5. VAT deferral new payment scheme
Any business that took advantage of the original VAT deferral on VAT returns from 20 March to 30 June 2020 can now opt to use the VAT Deferral New Payment Scheme to pay that deferred VAT in up to eleven equal payments from March 2021, rather than one larger payment due by 31 March 2021, as originally announced.
Applications must be made online and by 31 March 2021.
6. VAT reduction for the tourism and hospitality sector
The temporary reduced rate of 5% VAT for goods and services supplied by the tourism and hospitality sector is extended until 30 September 2021. To transition back to the standard 20% rate, a 12.5% interim rate will apply for the subsequent six months until 31 March 2022.
7. Local Authority support grants
Local Authority support grants remain available, with most of central government funding now being provided this way. It is recommended that each business concerned, contacts their local authority to see what remains available at this time.
8. Bounce Back Loans
Bounce Back Loans remain available until 31 March 2021 from a number of approved providers, both with High Street banks and via online operations. These loans are interest free for the first year, with a maximum amount of borrowing available set at £50,000 or 25% of last the reported turnover, whichever amount is lower.
9. Recovery loan scheme
From 6 April 2021, the Recovery Loan Scheme will provide lenders with a guarantee of 80% on eligible loans between £25,000 and £10 million. This is designed to take over from the Bounce Back loan scheme and provide support as businesses recover and grow following the disruption of the pandemic and the end of the transition period.
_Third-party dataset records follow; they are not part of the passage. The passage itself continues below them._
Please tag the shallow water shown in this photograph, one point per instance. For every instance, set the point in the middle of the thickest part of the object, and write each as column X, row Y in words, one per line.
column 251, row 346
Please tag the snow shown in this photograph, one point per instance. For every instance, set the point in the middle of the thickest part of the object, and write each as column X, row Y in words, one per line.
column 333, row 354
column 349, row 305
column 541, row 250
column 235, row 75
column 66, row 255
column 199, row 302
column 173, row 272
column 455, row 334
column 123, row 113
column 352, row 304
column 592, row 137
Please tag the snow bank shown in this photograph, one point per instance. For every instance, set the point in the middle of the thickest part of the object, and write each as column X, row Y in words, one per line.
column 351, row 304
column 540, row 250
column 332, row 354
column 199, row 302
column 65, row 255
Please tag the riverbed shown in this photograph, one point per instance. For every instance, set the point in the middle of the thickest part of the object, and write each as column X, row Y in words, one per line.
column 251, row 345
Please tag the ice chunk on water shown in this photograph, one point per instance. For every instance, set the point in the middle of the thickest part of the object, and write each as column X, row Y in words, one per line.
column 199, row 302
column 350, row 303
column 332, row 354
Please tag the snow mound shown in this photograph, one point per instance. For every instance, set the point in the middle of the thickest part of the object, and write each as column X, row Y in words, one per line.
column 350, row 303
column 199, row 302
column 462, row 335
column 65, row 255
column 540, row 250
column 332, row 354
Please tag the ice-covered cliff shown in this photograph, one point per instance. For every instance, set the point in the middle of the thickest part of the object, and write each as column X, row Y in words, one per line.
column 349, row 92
The scheme is currently due to close on 31 December 2021, but this is subject to review.
N.B. Those businesses that have received support under the existing COVID-19 guaranteed loan schemes – such as a Bounce Back Loan – will still be eligible to access finance under this scheme, if they meet all other eligibility criteria.
10. Restart grants
Restart Grants will be provided in England of up to £6,000 per premises for non-essential retail businesses and up to £18,000 per premises for hospitality, accommodation, leisure, personal care and gym businesses.
According to government guidance, your business may be eligible if it:
- Is based in England;
- Occupies property on which it pays business rates and is the ratepayer;
- Has been required to close because of the national lockdown from 5 January 2021 onwards, or between 5 November and 2 December 2020;
- Has been unable to provide its usual in-person customer service from its premises.
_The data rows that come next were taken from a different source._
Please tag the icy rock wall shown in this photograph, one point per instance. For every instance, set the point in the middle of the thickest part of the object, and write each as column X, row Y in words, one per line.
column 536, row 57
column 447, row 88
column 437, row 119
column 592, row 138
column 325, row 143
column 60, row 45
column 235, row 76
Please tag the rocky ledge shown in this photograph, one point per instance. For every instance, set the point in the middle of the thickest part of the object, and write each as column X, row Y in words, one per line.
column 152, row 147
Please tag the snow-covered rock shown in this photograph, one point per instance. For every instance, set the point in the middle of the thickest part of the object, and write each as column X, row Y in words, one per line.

Restart Grants will be managed by Local Authorities, with specific application terms being confirmed by these entities.
HMRC have made provision to offer a payment plan that allows an individual to pay personal tax liabilities in instalments, over a period of up to 12 months.
This service is available until 1 April 2021, though if you do not keep up with your payments, the balance will be due in full.
13. Temporary stamp duty land tax cut
The temporary increase in the residential SDLT Nil Rate Band to £500,000 in England and Northern Ireland is extended until 30 June 2021.
From 1 July 2021, the Nil Rate Band will reduce to £250,000 until 30 September 2021; before returning to £125,000 on 1 October 2021. In Scotland and Wales, the equivalent taxes are administered by the devolved administrations.